At a time when their teachers are picking up computer science at night as a hedge against unemployment, many students have decided that computers and high technology mean job security, according to college recruiters and guidance counselors at the fair, which continues today at Prince George's Community College in Largo.
"They're wondering about the uncertainty of the rapid advances in technology and how it's going to affect them," said Forrestville High School guidance counselor Stuart Richter, who saw 507 of his teacher colleagues laid off last year during Prince George's school budget cuts.
Even guidance counselors are being replaced by computers, if the fair is any indication.

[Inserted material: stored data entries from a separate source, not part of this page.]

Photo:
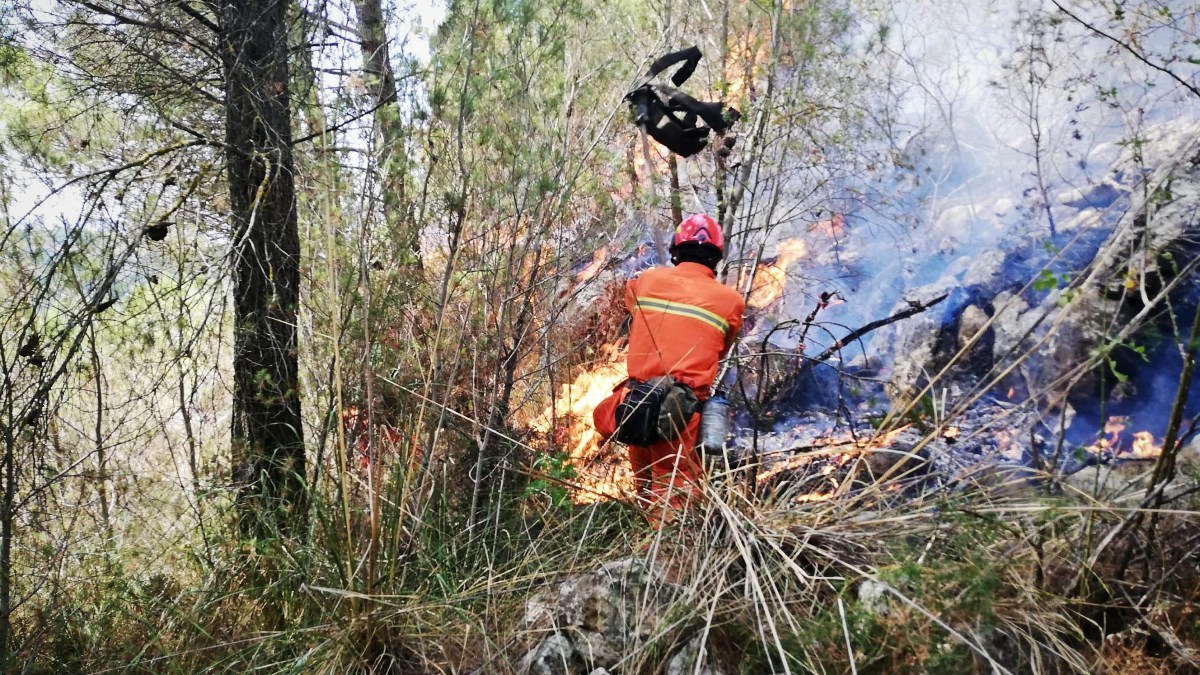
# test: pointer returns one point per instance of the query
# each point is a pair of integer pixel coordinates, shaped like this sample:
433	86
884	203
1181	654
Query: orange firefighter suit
684	321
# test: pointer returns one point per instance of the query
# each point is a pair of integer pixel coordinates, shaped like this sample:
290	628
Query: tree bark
268	438
381	81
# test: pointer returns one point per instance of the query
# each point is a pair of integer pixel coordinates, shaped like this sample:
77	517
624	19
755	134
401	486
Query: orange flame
771	279
1143	446
570	419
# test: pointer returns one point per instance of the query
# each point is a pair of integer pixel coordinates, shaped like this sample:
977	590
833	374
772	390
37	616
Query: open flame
771	279
599	473
1143	444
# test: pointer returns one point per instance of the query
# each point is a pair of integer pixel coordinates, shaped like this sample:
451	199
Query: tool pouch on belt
657	410
677	408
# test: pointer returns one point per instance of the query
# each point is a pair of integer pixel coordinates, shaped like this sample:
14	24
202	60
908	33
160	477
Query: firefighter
683	323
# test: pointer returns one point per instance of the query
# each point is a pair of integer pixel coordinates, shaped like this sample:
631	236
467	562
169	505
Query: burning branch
913	308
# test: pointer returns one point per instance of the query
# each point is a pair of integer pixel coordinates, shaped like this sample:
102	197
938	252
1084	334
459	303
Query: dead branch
915	308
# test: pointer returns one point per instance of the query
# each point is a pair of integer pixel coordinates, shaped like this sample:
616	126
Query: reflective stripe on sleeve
681	309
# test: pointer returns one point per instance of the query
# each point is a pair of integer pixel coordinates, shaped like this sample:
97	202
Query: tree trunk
268	440
381	81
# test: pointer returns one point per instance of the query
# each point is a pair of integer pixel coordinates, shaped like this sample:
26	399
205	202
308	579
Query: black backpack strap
690	57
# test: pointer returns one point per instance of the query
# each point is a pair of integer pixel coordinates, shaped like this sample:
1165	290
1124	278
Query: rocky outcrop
1113	257
595	622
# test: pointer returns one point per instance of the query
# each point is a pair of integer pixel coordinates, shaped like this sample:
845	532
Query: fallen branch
855	335
913	308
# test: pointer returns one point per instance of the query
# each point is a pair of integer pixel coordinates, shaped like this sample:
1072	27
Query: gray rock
693	658
552	656
597	619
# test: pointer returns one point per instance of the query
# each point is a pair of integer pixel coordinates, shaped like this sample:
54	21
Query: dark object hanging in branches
673	118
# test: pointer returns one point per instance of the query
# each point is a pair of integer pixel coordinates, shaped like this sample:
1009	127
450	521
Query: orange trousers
667	475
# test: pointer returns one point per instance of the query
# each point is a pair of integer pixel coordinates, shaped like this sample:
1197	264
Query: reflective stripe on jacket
684	321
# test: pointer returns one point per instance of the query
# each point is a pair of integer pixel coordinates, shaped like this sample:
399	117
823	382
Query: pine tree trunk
268	440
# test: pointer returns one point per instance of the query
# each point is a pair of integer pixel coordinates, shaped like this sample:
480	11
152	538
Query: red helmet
700	228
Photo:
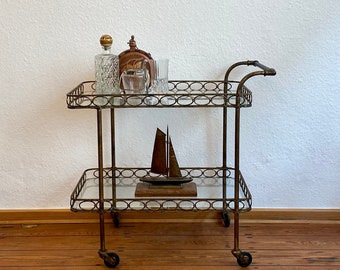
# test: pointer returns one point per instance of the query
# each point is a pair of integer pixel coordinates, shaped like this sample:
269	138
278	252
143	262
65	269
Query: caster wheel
111	260
226	219
244	259
115	219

Two of the longest lines of students stood in front of four computer terminals, two of which would search among 1,700 colleges and 2,500 occupations to match students with their academic and professional interests.
Every Prince George's high school has at least one of these terminals, and they are quite popular, students said.

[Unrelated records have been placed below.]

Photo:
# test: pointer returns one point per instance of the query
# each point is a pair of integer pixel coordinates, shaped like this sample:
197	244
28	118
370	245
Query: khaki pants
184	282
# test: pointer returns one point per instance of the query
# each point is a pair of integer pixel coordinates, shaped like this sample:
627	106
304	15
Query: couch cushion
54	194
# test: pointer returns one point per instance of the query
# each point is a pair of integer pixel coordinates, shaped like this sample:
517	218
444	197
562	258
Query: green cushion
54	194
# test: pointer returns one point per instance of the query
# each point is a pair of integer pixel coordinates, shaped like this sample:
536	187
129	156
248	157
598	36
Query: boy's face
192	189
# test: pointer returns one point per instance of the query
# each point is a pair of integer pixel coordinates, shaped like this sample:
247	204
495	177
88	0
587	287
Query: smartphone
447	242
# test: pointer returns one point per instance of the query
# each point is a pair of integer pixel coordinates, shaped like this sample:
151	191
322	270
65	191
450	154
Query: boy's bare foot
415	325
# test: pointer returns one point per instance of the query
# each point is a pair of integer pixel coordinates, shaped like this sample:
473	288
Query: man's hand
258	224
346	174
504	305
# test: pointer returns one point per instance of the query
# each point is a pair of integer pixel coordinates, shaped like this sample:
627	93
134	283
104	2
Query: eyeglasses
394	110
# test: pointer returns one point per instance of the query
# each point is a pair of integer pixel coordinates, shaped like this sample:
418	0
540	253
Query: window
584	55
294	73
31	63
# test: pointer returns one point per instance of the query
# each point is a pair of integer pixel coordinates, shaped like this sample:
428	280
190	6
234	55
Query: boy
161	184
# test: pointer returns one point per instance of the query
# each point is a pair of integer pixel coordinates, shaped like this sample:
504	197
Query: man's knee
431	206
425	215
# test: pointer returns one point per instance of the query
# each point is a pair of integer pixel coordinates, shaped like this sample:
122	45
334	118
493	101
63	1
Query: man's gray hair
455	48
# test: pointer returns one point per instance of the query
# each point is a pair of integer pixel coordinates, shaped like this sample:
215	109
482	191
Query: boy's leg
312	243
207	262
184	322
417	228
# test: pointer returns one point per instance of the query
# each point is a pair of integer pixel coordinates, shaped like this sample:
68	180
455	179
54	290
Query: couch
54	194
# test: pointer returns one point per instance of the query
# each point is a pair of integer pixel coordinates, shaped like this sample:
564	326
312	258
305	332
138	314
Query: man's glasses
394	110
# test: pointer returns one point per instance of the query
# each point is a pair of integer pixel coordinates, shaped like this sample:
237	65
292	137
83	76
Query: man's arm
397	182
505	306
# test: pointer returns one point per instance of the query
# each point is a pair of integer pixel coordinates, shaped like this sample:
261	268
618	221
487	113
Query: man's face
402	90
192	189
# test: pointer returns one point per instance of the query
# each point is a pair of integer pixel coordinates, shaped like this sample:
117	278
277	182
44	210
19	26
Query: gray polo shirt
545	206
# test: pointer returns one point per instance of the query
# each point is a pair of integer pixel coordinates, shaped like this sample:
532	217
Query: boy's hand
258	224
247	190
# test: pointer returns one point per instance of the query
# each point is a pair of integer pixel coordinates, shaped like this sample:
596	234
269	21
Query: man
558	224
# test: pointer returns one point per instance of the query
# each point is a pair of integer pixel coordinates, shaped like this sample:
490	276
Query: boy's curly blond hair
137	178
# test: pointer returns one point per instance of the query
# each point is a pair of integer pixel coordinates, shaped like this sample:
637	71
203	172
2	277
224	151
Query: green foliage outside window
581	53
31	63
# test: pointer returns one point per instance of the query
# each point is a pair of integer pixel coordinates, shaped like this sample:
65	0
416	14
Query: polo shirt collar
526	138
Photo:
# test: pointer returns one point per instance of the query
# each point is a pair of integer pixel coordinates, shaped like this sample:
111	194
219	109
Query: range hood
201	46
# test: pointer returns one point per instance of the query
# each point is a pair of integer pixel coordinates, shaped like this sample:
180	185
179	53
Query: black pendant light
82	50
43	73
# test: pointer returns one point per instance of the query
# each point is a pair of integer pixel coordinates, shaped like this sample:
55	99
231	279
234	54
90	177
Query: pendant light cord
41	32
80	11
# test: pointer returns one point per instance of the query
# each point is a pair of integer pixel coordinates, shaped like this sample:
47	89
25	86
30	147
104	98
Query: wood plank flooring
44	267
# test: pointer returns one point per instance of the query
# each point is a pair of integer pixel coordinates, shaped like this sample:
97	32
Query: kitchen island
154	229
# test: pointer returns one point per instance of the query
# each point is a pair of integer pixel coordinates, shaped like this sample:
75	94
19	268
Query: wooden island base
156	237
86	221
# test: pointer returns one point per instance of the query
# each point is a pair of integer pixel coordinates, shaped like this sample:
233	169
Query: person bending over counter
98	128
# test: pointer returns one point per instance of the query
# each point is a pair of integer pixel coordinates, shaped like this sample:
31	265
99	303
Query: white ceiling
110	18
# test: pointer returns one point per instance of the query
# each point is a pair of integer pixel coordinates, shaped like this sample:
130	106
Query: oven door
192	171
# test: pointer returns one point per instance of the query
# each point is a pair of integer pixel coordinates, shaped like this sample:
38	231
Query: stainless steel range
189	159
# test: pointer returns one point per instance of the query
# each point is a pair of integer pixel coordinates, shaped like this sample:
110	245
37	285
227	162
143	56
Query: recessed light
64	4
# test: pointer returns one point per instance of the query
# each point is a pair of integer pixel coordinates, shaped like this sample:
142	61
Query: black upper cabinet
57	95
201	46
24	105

"Most of the time guidance counselors are kind of busy--it's kind of hard to see them," said LaVerne Curtis, a 16-year-old who wants to go to Simmons College in Boston. "I just go to the career center and key in the information and the data comes out."

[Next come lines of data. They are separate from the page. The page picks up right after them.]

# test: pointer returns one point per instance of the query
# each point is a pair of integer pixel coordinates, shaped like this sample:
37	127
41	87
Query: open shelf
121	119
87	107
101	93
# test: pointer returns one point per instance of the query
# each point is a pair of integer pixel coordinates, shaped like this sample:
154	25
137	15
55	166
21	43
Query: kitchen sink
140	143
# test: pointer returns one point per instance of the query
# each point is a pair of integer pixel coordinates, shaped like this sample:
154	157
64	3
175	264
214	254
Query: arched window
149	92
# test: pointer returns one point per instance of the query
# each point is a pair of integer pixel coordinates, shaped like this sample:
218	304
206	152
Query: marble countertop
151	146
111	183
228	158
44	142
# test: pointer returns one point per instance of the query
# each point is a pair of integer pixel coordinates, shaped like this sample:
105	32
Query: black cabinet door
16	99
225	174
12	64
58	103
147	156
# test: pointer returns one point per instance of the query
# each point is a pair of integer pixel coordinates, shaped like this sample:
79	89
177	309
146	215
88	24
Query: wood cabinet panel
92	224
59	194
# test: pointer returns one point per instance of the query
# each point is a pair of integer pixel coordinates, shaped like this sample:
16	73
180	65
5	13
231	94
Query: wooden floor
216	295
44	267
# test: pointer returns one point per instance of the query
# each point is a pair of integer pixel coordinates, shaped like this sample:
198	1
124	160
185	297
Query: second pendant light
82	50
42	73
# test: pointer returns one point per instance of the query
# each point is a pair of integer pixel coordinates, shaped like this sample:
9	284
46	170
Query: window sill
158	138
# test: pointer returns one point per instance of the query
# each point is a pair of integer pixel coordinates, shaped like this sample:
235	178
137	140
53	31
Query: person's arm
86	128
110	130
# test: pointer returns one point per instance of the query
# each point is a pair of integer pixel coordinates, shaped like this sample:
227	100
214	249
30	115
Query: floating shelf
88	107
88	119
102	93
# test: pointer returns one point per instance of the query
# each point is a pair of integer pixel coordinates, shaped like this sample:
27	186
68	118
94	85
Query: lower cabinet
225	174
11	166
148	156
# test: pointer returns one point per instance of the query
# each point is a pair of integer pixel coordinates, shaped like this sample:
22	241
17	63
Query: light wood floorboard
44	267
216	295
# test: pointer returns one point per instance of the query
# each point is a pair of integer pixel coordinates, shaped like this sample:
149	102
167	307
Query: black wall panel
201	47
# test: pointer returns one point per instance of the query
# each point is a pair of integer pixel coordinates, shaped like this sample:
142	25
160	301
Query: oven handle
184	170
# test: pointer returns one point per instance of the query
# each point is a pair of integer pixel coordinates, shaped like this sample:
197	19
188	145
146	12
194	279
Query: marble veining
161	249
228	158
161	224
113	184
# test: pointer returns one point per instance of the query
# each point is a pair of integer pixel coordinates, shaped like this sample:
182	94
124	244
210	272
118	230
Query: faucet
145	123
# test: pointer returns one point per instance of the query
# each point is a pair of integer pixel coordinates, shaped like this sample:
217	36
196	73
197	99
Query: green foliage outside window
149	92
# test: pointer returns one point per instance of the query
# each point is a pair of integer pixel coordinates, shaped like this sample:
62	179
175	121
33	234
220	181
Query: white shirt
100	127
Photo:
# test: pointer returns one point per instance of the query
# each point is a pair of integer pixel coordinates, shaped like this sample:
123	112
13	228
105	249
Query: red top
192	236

Another popular booth at the fair was Radio Shack's. There, an instructor answered questions about computers and talked about jobs, and students could look at two personal computers. Kimberly Reed, a Largo High School junior who happens to own a home computer, came away with only one sure thought: She needed to buy more software.
"I'm interested in computers. I thought they were offering employment, so I thought I'd talk to them. I didn't get what I wanted, but I learned something," said Reed, who said she already knows the basic and cobol program languages. "Computers are an expanding field. I can make a lot of money and besides, I do it well." Reed is one of 5,065 Prince George's students taking a data processing course that turned away 5,000 others this year.
Rutgers University admissions officer Doris Holohan, who has been recruiting for 15 years, said that Prince George's students are slightly more sophisticated and knowledgeable about college than those in some other school systems. Students asked a lot of questions yesterday about technical fields and data processing, she said, though they asked equally as often how much a college education would cost.
Most of the students will major in liberal arts, Holohan said. Nevertheless, "The popular areas are computer science, business and engineering."